Myelodysplastic syndromes (MDS) represents a spectrum of hematopoietic stem cell malignancies in which bone marrow fails to produce sufficient numbers of healthy blood cells. Approximately 30-40% of MDS patients progress to acute myeloid leukemia (AML) and mutation of the p53 tumor suppressor protein is thought to contribute to disease progression. Mutations in p53 are found in up to 20% of MDS and AML patients and are associated with poor overall prognosis.

About p53 and APR-246

The p53 tumor suppressor gene is the most frequently mutated gene in human cancer, occurring in approximately 50% of all human tumors. These mutations are often associated with resistance to anti-cancer drugs and poor overall survival, representing a major unmet medical need in the treatment of cancer.

APR-246 has been shown to reactivate mutant and inactivated p53 protein – by restoring wild-type p53 conformation and function – and thereby induce programmed cell death in human cancer cells. APR-246 has demonstrated pre-clinical anti-tumor activity in a wide variety of solid and hematological (blood) tumors, including MDS, AML, and ovarian cancer, among others.

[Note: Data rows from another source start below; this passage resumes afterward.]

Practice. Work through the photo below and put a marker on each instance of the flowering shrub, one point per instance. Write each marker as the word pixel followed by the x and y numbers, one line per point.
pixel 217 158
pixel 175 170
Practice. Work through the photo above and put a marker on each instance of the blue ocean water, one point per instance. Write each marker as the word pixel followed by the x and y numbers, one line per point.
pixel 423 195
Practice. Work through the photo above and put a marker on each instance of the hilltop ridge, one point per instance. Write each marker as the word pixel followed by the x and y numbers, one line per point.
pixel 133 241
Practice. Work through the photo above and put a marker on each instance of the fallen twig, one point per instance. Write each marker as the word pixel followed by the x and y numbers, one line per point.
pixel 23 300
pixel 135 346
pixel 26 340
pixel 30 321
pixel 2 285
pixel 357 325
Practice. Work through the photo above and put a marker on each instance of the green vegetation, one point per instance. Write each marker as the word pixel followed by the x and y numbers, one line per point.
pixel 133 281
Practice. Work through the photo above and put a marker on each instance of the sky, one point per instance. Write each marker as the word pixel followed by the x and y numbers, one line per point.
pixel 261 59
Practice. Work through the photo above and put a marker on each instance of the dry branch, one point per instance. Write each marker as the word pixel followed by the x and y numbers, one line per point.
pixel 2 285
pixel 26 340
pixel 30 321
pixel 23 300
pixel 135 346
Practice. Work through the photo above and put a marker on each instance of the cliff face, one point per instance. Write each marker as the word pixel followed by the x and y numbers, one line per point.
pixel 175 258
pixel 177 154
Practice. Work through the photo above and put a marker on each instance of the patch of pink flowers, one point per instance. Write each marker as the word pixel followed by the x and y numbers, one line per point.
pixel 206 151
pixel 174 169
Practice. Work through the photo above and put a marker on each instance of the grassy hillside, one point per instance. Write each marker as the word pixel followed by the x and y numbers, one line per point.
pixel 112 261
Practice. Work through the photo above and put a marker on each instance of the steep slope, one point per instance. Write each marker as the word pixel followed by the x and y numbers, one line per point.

Additionally, strong synergy has been seen with both traditional anti-cancer agents, such as chemotherapy, as well as newer mechanism-based anti-cancer drugs and immuno-oncology checkpoint inhibitors. In addition to pre-clinical testing, a Phase I/II clinical program with APR-246 has been completed, demonstrating a favorable safety profile and both biological and confirmed clinical responses in hematological malignancies and solid tumors with mutations in the TP53 gene.